Left: images from two cameras are more similar after calibration. Middle: the reconstructed depth map is smoother after calibration and has less artifacts. Right: the final reconstruction result has less artifacts after calibration.
 
The graphical user interface of the photometric calibration part of the program is shown below:
 
GUI
The GUI for photometric calibration.
 
The main window shows a camera image of a GretagMacBeth ColorChecker™ color target, mounted on a panel with a printed checkerboard pattern to allow automatic detection.
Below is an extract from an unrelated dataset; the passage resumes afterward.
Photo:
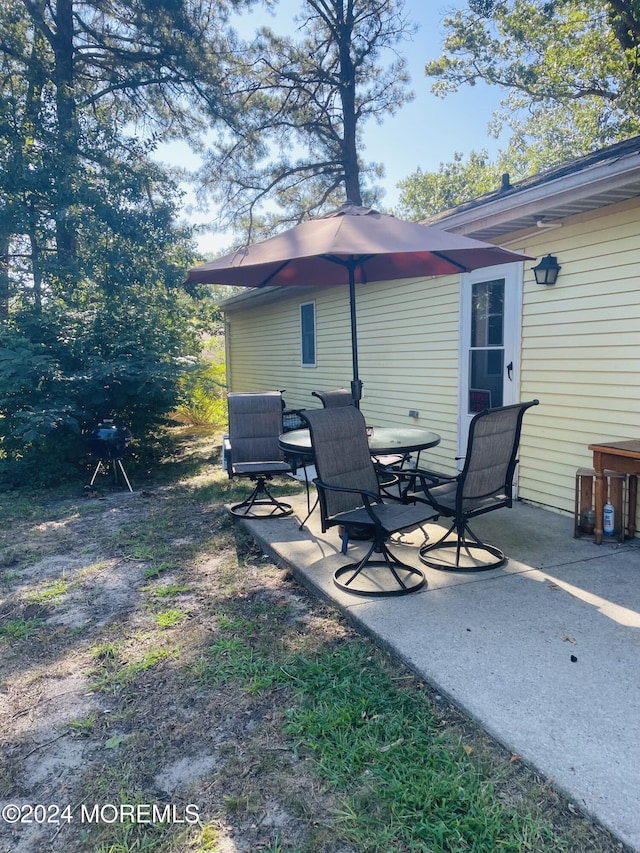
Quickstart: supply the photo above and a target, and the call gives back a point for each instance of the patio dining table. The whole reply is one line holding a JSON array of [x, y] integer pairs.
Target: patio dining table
[[383, 441]]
The Graph window on the top left shows a 3D RGB color space plot. Each colored sphere represents the position of a camera sample in the RGB color space. Each connected cluster of colored spheres corresponds to one of the 24 samples in the chart. The size of each sphere is proportional to the intra-sample variance. The small white spheres at the origin of each cluster represent the position in the RGB color space of the corresponding color samples in the chart. The Feedback window on the bottom left shows in real-time the evolution of the hardware calibration phase. The Tune camera window on the top right allows selecting the camera settings used in the optimization. The Camera parameters window allows setting the parameters for calibration.
 
The program incorporates geometric calibration from the Open Source Computer Vision library. The geometric calibration process consists in capturing a series of images of a checkerboard pattern, finding the corner locations and passing them to the calibration routine, which outputs the camera intrinsic and extrinsic parameters. Multiple cameras can be calibrated simultaneously, either by synchronizing them through hardware means while casually moving the pattern around in the cameras' field of view, or by taking multiple snapshots of the checkerboard pattern in various positions. The images below show the interface for geometric calibration:
 
Corners
Detecting corners during geometric calibration.
 
Geometric results
Visualizing the results of the geometric calibration.
 
Reprojection error
Visualizing the reprojection error in the geometric calibration.
 
The program is written in Borland C++ Builder. It currently supports PointGrey DragonFly cameras, and other FireWire cameras using the CMU 1394 Digital Camera Driver. Support for other types of cameras can be added by linking in driver libraries, and adding appropriate initialization files.
 
The software itself and the source code are available upon request.